Audience: ML platform engineers and integrators embedding ForgeLM in pipeline orchestrators (Airflow, Prefect, Dagster, Argo, Kubeflow) or invoking it from Jupyter notebooks. This page enumerates every public symbol re-exported from
forgelm, classifies it by stability tier, and lists the signatures that downstream consumers may pin against.Mirror: library_api_reference-tr.md
Companion guide:
../guides/library_api.md— three end-to-end worked examples.Design source:
../design/library_api.md(Phase 18).
ForgeLM ships a Python library API alongside the forgelm console script. The library surface is declared in forgelm/__init__.py via __all__, lazy-resolved through PEP 562 __getattr__, and type-hinted under TYPE_CHECKING so downstream mypy --strict consumers see real signatures. forgelm/py.typed ships in the wheel as the PEP 561 marker.
Three tiers govern the semver weight of every public symbol. A consumer that pins to a specific tier knows what to expect from a forgelm upgrade.
Semver-protected. A breaking change to any signature below requires a major version bump (__api_version__ MAJOR.MINOR.PATCH — see Versioning and deprecation policy). New optional parameters with defaults are non-breaking; renamed required parameters or removed return-shape fields are breaking.
Stable symbols are documented here, are 100% type-hinted, have at least one integration test under tests/test_library_api.py, and follow the deprecation cadence (deprecate in N, keep working in N+1, remove in N+2).
Best-effort. The shape may change in a minor release without a major bump. Operator copy at the call site flags lifecycle. Pin to a specific minor version if you depend on the current shape.

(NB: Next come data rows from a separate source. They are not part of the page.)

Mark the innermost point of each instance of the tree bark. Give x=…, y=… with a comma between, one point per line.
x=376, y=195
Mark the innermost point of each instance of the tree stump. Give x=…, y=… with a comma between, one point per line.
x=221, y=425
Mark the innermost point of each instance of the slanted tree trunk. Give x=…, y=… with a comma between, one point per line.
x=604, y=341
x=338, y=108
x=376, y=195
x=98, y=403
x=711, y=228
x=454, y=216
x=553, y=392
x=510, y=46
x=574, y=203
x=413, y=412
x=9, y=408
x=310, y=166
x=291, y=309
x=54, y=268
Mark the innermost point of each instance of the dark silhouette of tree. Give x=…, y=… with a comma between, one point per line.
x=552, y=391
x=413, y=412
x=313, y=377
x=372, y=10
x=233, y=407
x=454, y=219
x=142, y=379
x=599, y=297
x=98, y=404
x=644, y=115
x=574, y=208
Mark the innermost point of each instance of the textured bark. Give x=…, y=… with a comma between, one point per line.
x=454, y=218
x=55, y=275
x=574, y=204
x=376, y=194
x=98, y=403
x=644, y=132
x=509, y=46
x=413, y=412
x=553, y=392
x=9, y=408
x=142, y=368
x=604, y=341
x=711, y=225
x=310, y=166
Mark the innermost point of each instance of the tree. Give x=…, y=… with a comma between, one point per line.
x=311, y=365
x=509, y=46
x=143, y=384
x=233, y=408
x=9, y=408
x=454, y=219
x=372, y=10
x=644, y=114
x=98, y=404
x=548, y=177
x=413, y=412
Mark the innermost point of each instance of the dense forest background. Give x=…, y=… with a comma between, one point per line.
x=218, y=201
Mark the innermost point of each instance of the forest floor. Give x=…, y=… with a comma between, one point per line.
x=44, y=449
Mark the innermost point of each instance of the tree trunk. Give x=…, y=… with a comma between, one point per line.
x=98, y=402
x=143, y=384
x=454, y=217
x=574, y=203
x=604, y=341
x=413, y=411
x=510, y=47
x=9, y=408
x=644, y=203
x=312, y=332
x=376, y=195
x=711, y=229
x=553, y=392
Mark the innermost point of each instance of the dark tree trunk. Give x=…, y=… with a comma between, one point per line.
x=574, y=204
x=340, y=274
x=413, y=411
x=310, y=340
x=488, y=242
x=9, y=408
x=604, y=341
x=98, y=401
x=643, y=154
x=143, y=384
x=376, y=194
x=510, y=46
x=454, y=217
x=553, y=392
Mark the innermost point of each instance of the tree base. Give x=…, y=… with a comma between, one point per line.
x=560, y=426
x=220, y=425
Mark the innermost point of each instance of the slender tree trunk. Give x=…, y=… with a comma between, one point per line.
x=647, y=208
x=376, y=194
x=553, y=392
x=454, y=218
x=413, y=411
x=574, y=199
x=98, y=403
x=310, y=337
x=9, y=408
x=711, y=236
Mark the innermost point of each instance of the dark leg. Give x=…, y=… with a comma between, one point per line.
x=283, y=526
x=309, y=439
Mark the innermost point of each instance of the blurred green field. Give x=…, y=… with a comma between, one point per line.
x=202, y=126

Anything not in forgelm.__all__ and not listed in the Public symbols tables. Reach-ins (from forgelm._http import ..., forgelm.cli._run_audit_cmd) work at the language level but carry zero stability guarantee. File an issue requesting promotion if your pipeline depends on an internal symbol.
Tables grouped by concern. Every cell is a real attribute on the live forgelm package after import forgelm.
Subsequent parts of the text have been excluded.